November 11th was St. Martin’s day, which is celebrated in the more Catholic regions of Germany, which includes Aachen. Since it is not celebrated at all in the USA, I had to learn all about it. St. Martin lived in the 4th century, and was a soldier in the Roman army. Legend has it that one day he was riding back to camp and there was a freezing homeless man on the road. He ripped his warm coat in half and gave half to the stranger. Later in his life he became a monk, and eventually a bishop. He did not want to become a bishop, but the townspeople really wanted him to. They were all encouraging him to, so he ran away and hid in a barn. The townspeople went out at night with lanterns looking for him, and eventually a goose honked, which gave away his position.

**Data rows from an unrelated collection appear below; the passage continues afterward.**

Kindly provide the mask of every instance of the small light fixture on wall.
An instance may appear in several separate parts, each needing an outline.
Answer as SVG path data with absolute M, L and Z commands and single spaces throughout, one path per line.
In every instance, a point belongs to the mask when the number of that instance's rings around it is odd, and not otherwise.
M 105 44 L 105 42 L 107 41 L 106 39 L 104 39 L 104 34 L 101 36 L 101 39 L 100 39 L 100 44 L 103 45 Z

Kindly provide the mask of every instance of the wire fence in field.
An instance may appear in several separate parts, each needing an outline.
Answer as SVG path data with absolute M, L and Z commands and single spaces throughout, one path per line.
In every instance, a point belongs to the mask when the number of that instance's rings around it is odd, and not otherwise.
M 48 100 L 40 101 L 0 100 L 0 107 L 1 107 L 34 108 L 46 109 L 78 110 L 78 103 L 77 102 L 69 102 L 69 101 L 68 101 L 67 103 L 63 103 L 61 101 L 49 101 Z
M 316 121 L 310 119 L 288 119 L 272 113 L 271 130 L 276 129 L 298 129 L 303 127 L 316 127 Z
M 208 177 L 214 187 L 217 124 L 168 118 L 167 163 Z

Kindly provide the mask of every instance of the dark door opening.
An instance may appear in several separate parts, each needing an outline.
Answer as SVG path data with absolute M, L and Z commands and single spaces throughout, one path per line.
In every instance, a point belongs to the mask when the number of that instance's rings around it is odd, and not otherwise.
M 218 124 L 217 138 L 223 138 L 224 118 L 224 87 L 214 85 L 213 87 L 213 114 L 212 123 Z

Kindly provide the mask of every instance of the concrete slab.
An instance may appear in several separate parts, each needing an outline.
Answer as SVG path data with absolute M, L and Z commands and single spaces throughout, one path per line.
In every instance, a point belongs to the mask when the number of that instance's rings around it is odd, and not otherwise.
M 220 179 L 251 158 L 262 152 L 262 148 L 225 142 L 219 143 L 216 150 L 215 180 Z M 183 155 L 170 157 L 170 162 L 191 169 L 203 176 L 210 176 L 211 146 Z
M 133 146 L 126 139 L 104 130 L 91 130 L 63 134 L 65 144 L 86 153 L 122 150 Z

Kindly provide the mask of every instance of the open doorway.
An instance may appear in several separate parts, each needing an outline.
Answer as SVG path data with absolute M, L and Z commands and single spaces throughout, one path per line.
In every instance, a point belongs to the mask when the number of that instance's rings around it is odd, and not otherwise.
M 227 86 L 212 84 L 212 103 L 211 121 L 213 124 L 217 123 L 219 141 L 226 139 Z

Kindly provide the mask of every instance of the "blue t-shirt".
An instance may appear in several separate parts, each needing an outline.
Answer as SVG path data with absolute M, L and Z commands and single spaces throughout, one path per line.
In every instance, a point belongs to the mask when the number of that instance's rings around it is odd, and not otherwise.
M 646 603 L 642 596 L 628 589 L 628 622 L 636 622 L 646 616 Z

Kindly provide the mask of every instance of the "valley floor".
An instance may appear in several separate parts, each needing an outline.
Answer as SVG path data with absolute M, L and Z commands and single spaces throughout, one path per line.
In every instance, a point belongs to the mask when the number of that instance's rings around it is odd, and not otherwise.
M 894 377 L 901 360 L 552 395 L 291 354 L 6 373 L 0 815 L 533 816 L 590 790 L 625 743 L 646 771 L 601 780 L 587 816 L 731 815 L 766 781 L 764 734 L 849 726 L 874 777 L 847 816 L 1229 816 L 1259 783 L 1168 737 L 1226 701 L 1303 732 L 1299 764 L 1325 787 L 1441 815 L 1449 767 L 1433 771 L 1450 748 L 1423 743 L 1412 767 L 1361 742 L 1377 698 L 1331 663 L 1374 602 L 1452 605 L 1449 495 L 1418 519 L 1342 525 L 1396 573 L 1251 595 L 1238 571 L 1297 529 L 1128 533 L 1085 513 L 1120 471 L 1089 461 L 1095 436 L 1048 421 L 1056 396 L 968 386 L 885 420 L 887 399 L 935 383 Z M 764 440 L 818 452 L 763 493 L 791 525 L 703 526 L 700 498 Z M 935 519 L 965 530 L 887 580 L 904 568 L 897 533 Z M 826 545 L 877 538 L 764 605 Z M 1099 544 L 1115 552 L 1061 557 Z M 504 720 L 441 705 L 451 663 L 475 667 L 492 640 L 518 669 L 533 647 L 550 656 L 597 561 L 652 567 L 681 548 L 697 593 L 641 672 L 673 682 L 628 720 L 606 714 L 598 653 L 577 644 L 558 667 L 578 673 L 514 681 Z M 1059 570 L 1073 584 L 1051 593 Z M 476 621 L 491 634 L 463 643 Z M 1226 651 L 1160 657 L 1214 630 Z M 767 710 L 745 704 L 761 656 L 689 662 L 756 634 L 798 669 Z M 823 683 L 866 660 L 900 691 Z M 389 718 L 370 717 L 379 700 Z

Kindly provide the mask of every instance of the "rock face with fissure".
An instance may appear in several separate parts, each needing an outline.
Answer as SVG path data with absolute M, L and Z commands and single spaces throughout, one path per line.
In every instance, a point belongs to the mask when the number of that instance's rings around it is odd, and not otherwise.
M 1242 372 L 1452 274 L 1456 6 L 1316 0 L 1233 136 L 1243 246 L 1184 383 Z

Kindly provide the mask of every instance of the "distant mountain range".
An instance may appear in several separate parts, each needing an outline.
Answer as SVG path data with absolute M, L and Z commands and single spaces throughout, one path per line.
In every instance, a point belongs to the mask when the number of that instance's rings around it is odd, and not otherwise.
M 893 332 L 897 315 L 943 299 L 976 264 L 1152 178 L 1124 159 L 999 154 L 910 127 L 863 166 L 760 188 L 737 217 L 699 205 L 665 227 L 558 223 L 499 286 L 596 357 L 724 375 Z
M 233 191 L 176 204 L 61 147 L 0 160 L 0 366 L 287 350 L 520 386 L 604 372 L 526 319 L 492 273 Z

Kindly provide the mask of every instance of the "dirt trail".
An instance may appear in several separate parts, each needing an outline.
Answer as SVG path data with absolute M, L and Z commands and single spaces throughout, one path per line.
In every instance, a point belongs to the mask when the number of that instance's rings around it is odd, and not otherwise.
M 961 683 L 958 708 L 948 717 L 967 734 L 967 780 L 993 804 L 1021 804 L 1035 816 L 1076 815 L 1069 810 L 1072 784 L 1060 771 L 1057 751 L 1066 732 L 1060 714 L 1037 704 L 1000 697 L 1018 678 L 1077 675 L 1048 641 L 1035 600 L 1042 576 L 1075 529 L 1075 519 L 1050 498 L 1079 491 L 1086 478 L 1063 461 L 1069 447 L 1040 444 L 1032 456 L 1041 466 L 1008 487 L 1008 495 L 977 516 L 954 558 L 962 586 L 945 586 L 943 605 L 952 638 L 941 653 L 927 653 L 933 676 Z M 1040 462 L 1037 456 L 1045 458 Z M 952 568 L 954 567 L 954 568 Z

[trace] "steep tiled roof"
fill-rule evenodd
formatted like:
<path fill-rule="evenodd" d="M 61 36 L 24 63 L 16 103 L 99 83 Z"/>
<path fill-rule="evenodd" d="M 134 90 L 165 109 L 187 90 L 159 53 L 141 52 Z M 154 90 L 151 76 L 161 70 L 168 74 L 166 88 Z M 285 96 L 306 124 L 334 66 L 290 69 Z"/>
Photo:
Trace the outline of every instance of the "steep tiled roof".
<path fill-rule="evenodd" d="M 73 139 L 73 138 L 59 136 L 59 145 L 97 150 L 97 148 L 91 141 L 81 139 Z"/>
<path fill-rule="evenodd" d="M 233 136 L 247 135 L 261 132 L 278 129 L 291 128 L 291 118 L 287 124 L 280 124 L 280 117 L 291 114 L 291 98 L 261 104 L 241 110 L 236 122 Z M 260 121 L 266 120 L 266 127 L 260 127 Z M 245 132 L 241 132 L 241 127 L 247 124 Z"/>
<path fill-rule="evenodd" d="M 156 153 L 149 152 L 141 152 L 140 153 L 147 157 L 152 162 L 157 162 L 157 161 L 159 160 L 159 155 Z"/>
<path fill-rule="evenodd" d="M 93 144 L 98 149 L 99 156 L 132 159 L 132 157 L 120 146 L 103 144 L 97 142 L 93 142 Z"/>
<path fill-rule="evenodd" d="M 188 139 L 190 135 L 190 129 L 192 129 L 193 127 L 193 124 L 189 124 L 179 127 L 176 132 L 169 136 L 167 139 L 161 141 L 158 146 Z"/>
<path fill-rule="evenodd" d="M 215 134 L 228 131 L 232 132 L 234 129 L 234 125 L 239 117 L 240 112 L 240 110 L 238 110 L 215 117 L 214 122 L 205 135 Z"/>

He finally decided that he would be a bishop if the people really wanted him to. That’s how the traditions around St. Martin’s day started. You eat goose, and the kids make lanterns and make a parade. Oh, and they also have tasty sweet breads in the shape of St. Martin, which are called Weckmänner (around this region). Elsewhere in the German speaking areas they are known by a variety of different names such as Stutenkerl, Klaaskerl, or Krampus, and are actually usually eaten on St. Nicholas day instead of St. Martin’s day.

On Sunday I made a goose breast with potato dumplings and red cabbage. It turned out okay, though I think it was supposed to be crispier.


On Monday evening, the kids school organized the parade, which ended with a big bonfire – the biggest our kids had ever experienced, since big bonfires are a no-no in dry Colorado.